STL关联式容器之hashtable

hashtable的桶子与节点

下图为开链法(separate chaining)完成hashtable的图形表述。为了剖析SGI STL源码，我们遵循SGI的命名，称hash table表格内的元素为桶(bucket),此名称的大约意义是，表格内的每个单元，涵盖的不只是个节点(元素)，可能是一桶节点。(nil标识null节点)

下面是hash table的节点定义

template <class Value>
struct __hashtable_node {
    __hashtable_node *next;
    Value value;
};

注意，bucket所维护的linked list，并不采用STL的list或slist，而是自行维护上述的hashtable node。至于buckets聚合体，则以vector完成，以便有动态扩展能力。稍后在hash table的定义中我们可以清楚看到这一点。

hashtable迭代器

以下是hashtable迭代器的定义：

template <class Value, class Key, class HashFcn, class ExtractKey, class EqualKey, class Alloc>
struct __hashtable_iterator {
    typedef __hashtable_iterator<Value, Key, HashFcn, ExtractKey, EqualKey, Alloc> iterator;
    typedef __hashtable_const_iterator<Value, Key, HashFcn, ExtractKey, EqualKey, Alloc> const_iterator;
    typedef __hashtable_node<Value> node;
    
    typedef forward_iterator_tag iterator_category;
    typedef Value value_type;
    typedef ptrdiff_t difference_type;
    typedef size_t size_type;
    typedef Value& reference;
    typedef Value* pointer;

    node* cur;
    hashtable *ht;
    
    __hashtable_iterator(node *n, hashtable* tab) : cur(n), ht(tab) {}
    __hashtable_iterator() {}
    reference operator*() const { return cur->val; }
    pointer operator->() const { return &(operator*()); }
    iterator& operator++();
    iterator& operator++(int);
    
    bool operator == (const iterator& it) const { return cur == it.cur; }
    bool operator != (const iterator& it) const { return cur != it.cur; }
};

注意，hashtable迭代器必须永远维系着与整个bucket vector的关系，并记录目前所指的节点。其前进操作是首先尝试从目前所指节点出发，前进一个位置节点，由于节点被安置在list内，所以利用节点的next指针可以轻易的达成前进的操作。如果目前节点正巧是list的尾端，就跳至下一个bucket身上，那正式指向下一个list的头部节点。

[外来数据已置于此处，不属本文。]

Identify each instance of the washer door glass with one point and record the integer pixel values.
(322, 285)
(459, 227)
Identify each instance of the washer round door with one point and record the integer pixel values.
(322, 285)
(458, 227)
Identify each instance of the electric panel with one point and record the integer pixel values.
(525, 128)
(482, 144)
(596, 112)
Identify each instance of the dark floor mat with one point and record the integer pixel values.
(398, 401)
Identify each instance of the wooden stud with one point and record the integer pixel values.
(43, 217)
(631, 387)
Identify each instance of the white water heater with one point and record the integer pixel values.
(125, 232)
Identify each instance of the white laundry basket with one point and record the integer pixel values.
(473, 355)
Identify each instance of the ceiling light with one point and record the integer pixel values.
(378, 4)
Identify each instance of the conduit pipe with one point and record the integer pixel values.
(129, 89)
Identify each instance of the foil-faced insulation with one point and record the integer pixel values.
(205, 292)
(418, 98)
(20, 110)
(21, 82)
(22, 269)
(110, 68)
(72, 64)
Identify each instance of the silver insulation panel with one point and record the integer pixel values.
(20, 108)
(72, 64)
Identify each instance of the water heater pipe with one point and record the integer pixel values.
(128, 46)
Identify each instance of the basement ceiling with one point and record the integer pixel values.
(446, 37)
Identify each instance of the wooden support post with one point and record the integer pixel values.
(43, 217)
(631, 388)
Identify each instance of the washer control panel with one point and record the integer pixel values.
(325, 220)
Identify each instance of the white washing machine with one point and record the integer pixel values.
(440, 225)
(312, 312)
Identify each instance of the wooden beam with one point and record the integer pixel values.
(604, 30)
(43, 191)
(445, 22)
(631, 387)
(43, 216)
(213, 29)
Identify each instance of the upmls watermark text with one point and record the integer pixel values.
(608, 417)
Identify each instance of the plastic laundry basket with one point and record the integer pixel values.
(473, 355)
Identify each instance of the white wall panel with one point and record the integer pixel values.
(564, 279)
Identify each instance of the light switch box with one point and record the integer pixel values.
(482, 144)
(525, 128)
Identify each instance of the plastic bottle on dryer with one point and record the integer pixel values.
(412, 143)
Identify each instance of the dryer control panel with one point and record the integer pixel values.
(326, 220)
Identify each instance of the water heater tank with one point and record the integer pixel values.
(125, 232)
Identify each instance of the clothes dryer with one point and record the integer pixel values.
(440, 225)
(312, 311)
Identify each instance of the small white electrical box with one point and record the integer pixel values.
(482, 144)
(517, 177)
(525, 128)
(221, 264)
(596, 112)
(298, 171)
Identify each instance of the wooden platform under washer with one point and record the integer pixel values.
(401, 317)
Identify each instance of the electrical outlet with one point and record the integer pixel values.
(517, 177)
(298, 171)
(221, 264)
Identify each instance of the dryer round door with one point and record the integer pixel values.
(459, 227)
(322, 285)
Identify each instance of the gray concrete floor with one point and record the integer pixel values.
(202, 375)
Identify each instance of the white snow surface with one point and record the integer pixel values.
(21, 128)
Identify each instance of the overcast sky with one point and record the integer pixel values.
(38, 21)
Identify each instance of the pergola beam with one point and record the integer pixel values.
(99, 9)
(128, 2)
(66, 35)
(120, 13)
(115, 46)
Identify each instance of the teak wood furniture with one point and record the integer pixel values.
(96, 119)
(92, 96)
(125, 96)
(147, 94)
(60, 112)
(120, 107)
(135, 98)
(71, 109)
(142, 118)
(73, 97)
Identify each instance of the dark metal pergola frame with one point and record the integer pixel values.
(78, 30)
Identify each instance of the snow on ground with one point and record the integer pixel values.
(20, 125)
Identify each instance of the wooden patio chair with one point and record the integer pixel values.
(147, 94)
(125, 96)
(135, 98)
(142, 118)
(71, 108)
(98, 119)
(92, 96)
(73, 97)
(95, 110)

template<class V, class K, class HF, class ExK, class EqK, class A>
__hashtable_iterator<V, K, HF, ExK, EqK, A>&
__hashtable_iterator<V, K, HF, ExK, EqK, A>::operator++() {
    const node* old = cur;
    cur = cur->next;
    if (!cur) {
        size_type bucket = ht->bkt_num(old_val); // 对old_value值重新进行了一次hash映射
        while(!cur && ++bucket < ht->buckets.size()) {
            cur = ht->buckets[bucket];
        }
    }
    return *this;
}


template<class V, class K, class HF, class ExK, class EqK, class A>
__hashtable_iterator<V, K, HF, ExK, EqK, A>&
__hashtable_iterator<V, K, HF, ExK, EqK, A>::operator++(int) {

    iterator tmp = *this;
    ++*this;
    return tmp;
}

注意，hash table的迭代器没有后退操作（operator--()）,hashtabl也没有定义逆向迭代器(reverse iterator)。

hashtable的数据结构

下面是hashtable的定义摘要，其中可见buckets聚合体以vector完成，以利于动态扩充：

template <class Value, class Key, class HashFcn, class ExtractKey, class EqualKey, class Alloc = alloc>
class hashtable {
public:
    typedef HashFcn hasher;
    typedef EqualKey key_equal;
    typedef size_t size_type;

private:
    hasher hash;
    key_equal equals;
    ExtractKey get_key;

    typedef __hashtable_node<Value> node;
    typedef simple_alloc<node, Alloc> node_allocator;

    vector<node*, Alloc> buckets;
    size_type num_elements;

public:
    size_type bucket_count() const { return buckets.size(); }
...
};

hashtable的模板参数相当多，包括：

Value：节点的实值型别
Key：节点的键值型别
HashFcn：hash function的函数型别
ExtractKey: 从节点中取出键值的方法(函数或仿函数)
EqualKey：判断键值相同与否的方法（函数或仿函数）
Alloc：空间配置器，缺省为std::alloc

后续会给出使用这些型别的样例。注意，先前谈及概念时，我们说hash function是计算元素位置的函数，SGI将这项任务赋予bkt_num(),由它调用hash function取得一个可执行modulus(取模)运算的值。稍后执行这项"计算元素位置"的任务时，我们会再次看到。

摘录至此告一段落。